“好。妈妈答应你。”路瑶萍笑着这么说。
    挂了电话,路澄叹口气,摇摇头笑了。
    他知道这事情是谁做的。应铉海,只能是他。
    所以即便没说再多的话,应铉海也忍不了死爹本人不仅没死,还能随时诈尸坑钱。之前能坑路澄五万块,以后怎么就不能坑路澄五十万?
    应铉海是这么想的。
    既然这么想,自然也要这么做。法治社会弄死你犯法,但合理雇佣总没问题吧?欠债还钱总没问题吧?去饭店吃饭钱不够,都知道去后厨刷盘子抵债呢,帮工地做活做到死,又哪里委屈你了呢?
    路澄低头,看着手机微信里应铉海的聊天框。
    应铉海不是那种心里没数的父亲,认了亲儿子之后火速宝贝爸比很想你,亲亲抱抱举高高的行为他都没做。
    甚至也不太和路澄联系,微信的聊天只停留在上次约见面的消息。
    应铉海只是,会点赞路澄的朋友圈,听路澄分享在朋友圈里的音乐。会加入路澄的个人后援论坛,在里面给粉丝发大红包。

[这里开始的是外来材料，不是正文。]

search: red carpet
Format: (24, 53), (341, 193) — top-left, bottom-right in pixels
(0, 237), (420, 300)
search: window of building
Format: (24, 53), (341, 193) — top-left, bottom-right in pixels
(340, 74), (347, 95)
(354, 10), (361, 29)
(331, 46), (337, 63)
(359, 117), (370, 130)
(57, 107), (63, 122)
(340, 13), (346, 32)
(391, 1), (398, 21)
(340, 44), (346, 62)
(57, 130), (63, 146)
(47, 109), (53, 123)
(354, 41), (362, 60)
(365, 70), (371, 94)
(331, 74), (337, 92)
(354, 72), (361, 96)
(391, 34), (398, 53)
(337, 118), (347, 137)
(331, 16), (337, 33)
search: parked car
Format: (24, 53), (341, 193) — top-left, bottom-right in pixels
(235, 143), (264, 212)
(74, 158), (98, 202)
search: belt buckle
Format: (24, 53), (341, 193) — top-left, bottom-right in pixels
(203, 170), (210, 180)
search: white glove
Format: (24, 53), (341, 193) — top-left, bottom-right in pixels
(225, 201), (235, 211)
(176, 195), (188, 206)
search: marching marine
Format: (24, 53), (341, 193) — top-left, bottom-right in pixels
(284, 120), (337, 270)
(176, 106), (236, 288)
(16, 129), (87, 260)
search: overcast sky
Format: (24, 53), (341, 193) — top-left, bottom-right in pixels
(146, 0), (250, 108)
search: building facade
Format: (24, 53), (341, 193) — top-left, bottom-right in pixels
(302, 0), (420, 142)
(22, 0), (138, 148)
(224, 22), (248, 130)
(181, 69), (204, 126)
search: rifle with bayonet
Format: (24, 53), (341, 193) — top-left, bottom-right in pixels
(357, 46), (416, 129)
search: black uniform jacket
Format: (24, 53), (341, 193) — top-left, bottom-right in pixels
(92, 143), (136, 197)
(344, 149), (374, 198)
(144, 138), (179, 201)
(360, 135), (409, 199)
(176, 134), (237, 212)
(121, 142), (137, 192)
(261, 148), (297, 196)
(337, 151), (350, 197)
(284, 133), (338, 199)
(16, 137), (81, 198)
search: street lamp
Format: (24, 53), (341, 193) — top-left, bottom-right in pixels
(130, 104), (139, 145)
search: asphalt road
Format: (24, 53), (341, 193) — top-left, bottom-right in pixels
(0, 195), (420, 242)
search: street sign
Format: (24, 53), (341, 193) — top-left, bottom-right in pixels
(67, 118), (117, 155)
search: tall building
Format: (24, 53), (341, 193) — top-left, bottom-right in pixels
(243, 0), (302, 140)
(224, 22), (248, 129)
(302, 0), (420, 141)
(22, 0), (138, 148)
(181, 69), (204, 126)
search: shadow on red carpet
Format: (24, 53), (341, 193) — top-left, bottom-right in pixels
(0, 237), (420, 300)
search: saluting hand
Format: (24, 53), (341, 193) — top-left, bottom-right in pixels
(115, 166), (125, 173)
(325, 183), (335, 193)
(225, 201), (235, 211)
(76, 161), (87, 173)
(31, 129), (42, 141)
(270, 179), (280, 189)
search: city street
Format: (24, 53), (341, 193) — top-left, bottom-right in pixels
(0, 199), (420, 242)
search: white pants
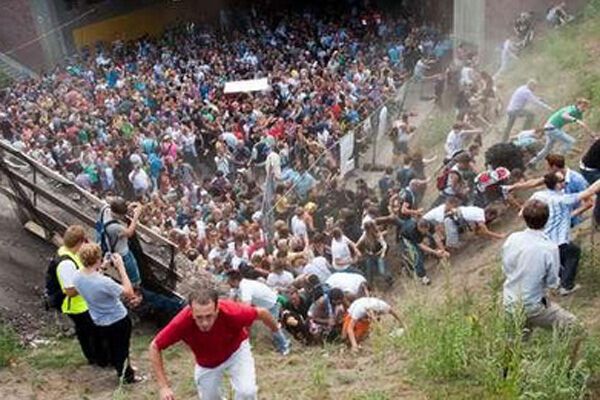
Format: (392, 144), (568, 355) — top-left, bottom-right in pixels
(194, 339), (258, 400)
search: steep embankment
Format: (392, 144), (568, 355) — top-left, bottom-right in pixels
(0, 1), (600, 400)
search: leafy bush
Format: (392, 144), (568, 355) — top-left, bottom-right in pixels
(0, 323), (22, 368)
(394, 268), (600, 400)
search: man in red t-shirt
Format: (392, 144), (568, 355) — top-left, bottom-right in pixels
(150, 284), (279, 400)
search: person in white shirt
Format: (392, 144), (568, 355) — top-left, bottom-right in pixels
(302, 256), (331, 283)
(227, 270), (291, 355)
(444, 122), (483, 160)
(492, 38), (519, 81)
(265, 149), (281, 180)
(444, 206), (506, 248)
(502, 79), (552, 142)
(342, 297), (402, 352)
(129, 165), (151, 199)
(290, 207), (308, 246)
(331, 228), (360, 272)
(325, 272), (369, 299)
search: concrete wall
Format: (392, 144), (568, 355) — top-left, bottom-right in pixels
(0, 0), (44, 69)
(485, 0), (587, 47)
(454, 0), (587, 62)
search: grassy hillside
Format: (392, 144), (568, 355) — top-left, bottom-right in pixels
(0, 0), (600, 400)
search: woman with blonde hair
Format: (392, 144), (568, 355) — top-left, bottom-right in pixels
(73, 243), (140, 384)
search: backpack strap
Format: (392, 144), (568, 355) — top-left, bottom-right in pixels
(104, 219), (119, 253)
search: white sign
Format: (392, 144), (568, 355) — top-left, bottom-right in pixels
(223, 78), (271, 94)
(340, 131), (354, 176)
(377, 106), (387, 137)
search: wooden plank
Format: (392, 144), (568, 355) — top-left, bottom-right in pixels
(0, 141), (177, 249)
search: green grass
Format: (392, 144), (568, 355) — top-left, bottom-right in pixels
(392, 245), (600, 400)
(0, 323), (23, 368)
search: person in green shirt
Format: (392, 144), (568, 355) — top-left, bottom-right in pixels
(527, 99), (594, 168)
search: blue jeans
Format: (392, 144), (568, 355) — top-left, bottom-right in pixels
(365, 254), (388, 283)
(529, 128), (575, 165)
(123, 251), (142, 286)
(580, 169), (600, 226)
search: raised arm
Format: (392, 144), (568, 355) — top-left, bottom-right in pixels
(578, 180), (600, 201)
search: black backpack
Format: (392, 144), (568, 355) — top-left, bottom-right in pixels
(44, 254), (75, 311)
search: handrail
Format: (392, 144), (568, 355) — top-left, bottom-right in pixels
(0, 140), (177, 249)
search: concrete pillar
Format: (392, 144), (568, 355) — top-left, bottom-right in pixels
(29, 0), (67, 70)
(454, 0), (486, 58)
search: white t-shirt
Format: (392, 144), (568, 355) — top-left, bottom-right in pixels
(265, 151), (281, 179)
(458, 206), (485, 223)
(129, 168), (150, 191)
(423, 204), (446, 224)
(325, 272), (367, 296)
(291, 215), (308, 238)
(302, 256), (331, 283)
(331, 235), (352, 271)
(239, 279), (277, 310)
(348, 297), (391, 321)
(267, 270), (294, 290)
(444, 129), (463, 158)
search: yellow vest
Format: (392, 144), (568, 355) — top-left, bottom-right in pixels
(56, 246), (88, 314)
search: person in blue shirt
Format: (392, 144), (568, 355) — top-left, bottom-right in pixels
(148, 152), (163, 192)
(292, 166), (317, 200)
(546, 154), (594, 227)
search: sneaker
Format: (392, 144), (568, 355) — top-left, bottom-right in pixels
(558, 284), (581, 296)
(279, 340), (292, 356)
(123, 375), (148, 385)
(525, 162), (537, 172)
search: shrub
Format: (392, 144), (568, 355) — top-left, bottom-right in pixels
(0, 323), (22, 368)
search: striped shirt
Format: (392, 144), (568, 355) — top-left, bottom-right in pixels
(531, 189), (579, 246)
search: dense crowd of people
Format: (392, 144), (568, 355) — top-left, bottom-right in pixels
(0, 1), (600, 400)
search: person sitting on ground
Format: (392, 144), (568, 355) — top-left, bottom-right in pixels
(473, 167), (523, 210)
(342, 297), (402, 352)
(444, 206), (506, 249)
(227, 270), (291, 355)
(356, 220), (393, 286)
(502, 200), (577, 346)
(398, 219), (450, 285)
(434, 153), (477, 204)
(444, 122), (483, 162)
(308, 288), (348, 342)
(73, 243), (142, 384)
(546, 1), (574, 28)
(267, 258), (294, 293)
(546, 154), (594, 227)
(277, 287), (314, 345)
(331, 228), (361, 272)
(530, 172), (600, 296)
(325, 272), (369, 301)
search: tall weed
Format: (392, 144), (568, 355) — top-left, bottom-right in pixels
(395, 270), (600, 400)
(0, 323), (23, 368)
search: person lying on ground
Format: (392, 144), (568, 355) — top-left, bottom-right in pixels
(342, 297), (402, 353)
(227, 270), (291, 355)
(444, 206), (506, 249)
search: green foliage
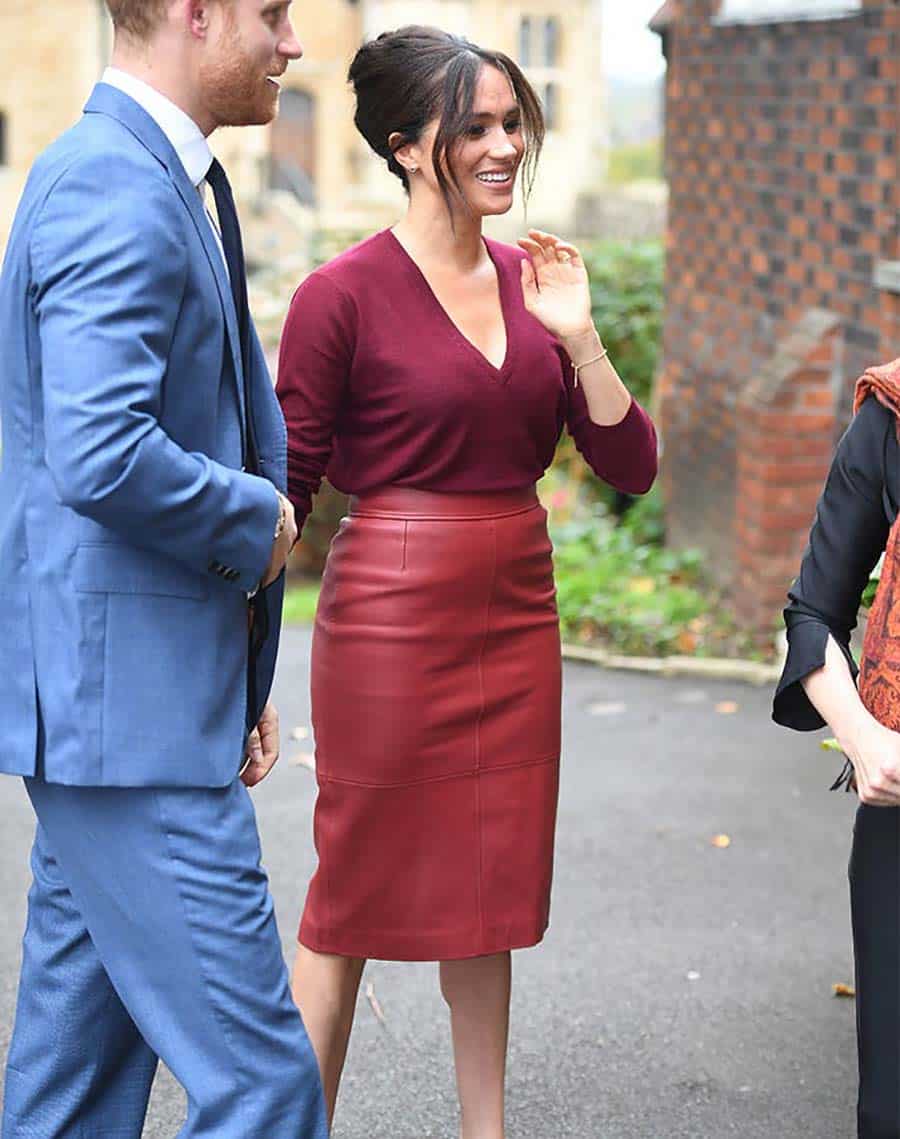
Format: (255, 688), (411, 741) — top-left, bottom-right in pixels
(555, 240), (665, 505)
(582, 241), (665, 412)
(606, 139), (663, 186)
(283, 581), (320, 625)
(551, 495), (709, 655)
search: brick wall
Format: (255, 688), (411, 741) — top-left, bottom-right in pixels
(655, 0), (900, 633)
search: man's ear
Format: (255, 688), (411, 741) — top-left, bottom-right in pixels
(184, 0), (210, 39)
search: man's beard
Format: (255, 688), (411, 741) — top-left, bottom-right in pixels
(199, 22), (278, 126)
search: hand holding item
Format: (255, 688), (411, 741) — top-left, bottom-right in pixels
(240, 700), (280, 787)
(260, 493), (298, 589)
(843, 713), (900, 806)
(517, 229), (594, 342)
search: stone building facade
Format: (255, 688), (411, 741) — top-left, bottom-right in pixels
(653, 0), (900, 636)
(0, 0), (606, 247)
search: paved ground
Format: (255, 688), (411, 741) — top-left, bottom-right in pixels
(0, 632), (854, 1139)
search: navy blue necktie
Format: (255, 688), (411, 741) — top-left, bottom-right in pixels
(206, 158), (260, 475)
(206, 158), (269, 731)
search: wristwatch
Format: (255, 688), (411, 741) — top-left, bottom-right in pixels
(272, 491), (287, 542)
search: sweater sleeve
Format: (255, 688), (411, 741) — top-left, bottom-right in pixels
(557, 346), (657, 494)
(276, 272), (357, 527)
(772, 399), (897, 731)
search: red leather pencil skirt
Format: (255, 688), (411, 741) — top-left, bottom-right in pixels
(300, 487), (562, 961)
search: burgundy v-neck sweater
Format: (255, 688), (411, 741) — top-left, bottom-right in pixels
(277, 230), (656, 525)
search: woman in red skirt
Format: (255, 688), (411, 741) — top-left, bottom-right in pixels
(278, 27), (656, 1139)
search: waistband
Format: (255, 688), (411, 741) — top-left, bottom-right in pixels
(350, 486), (540, 521)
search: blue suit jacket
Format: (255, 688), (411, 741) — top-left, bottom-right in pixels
(0, 84), (286, 787)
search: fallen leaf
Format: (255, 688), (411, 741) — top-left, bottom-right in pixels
(676, 629), (697, 656)
(366, 981), (387, 1026)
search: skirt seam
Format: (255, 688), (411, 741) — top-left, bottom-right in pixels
(317, 753), (559, 790)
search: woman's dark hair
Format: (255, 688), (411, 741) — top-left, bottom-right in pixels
(347, 25), (545, 213)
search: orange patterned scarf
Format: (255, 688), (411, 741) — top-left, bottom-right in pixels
(853, 360), (900, 731)
(853, 358), (900, 436)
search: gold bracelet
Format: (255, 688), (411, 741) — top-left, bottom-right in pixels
(272, 493), (287, 542)
(572, 349), (609, 387)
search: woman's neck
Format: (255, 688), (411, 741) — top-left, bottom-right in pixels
(393, 198), (488, 273)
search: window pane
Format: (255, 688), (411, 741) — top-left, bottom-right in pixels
(543, 16), (559, 67)
(718, 0), (862, 23)
(518, 16), (531, 67)
(543, 83), (559, 131)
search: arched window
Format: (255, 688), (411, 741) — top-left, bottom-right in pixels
(518, 16), (531, 67)
(269, 87), (316, 205)
(543, 16), (559, 67)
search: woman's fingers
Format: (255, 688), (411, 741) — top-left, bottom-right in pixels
(524, 229), (584, 268)
(518, 237), (550, 270)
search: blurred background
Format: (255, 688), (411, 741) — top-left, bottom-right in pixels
(0, 0), (900, 659)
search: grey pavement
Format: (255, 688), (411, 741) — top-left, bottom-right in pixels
(0, 630), (856, 1139)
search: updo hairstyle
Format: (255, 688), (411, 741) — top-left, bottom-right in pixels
(347, 25), (545, 213)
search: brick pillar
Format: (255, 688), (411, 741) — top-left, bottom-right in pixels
(734, 310), (844, 640)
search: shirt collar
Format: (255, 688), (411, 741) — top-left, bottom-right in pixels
(101, 67), (213, 186)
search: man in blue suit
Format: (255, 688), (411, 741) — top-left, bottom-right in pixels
(0, 0), (327, 1139)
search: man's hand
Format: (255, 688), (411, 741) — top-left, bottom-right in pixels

    凭亿近人,虽然没近路澄这个人,但是也有在努力。
    路澄摸不准应铉海的心情。他好像真的很爱云瑞慈,可对着他和云瑞慈的孩子,并没有如珠如宝。无论是之前不知道应彬是假少爷的时候,却让应彬成为那些人口中的废物,对着终于走到他面前来的路澄,又舍不得应彬。
    他好像,除了对她的爱,是个很矛盾的人。
    路澄低头看手机的时候,桑德霓找了过来。
    她抱着笔记本电脑,把笔记本电脑往他面前一放。
    她脸上带着胜券在握的笑意:“很难开这个口子,不过,幸不辱命。”
    路澄看着电脑上的文件,立刻读出了桑德霓的意思。
    “哇。”他感慨一声,满眼佩服地看向她。
    指望着桑德霓直接拿到孟竟轩偷税漏税或者是洗钱等经济犯罪的实锤证据,可能性几乎为零。
    孟竟轩也不是纯种煞笔,多少是会赚钱的。
    但桑德霓是谁?她的工作能力和人脉关系超强的,只要拿到一点可疑性证据,就足够了。
    孟竟轩那做房地产的爸妈,钱来得就比较巧妙,在之前很多年房地产市场好的时候,就有来源不明的钱。
    后来孟竟轩果断进军娱乐圈,来源不明的钱就通过也不是太明的来路漂亮地转移成账面上影视投资的漂亮数字了。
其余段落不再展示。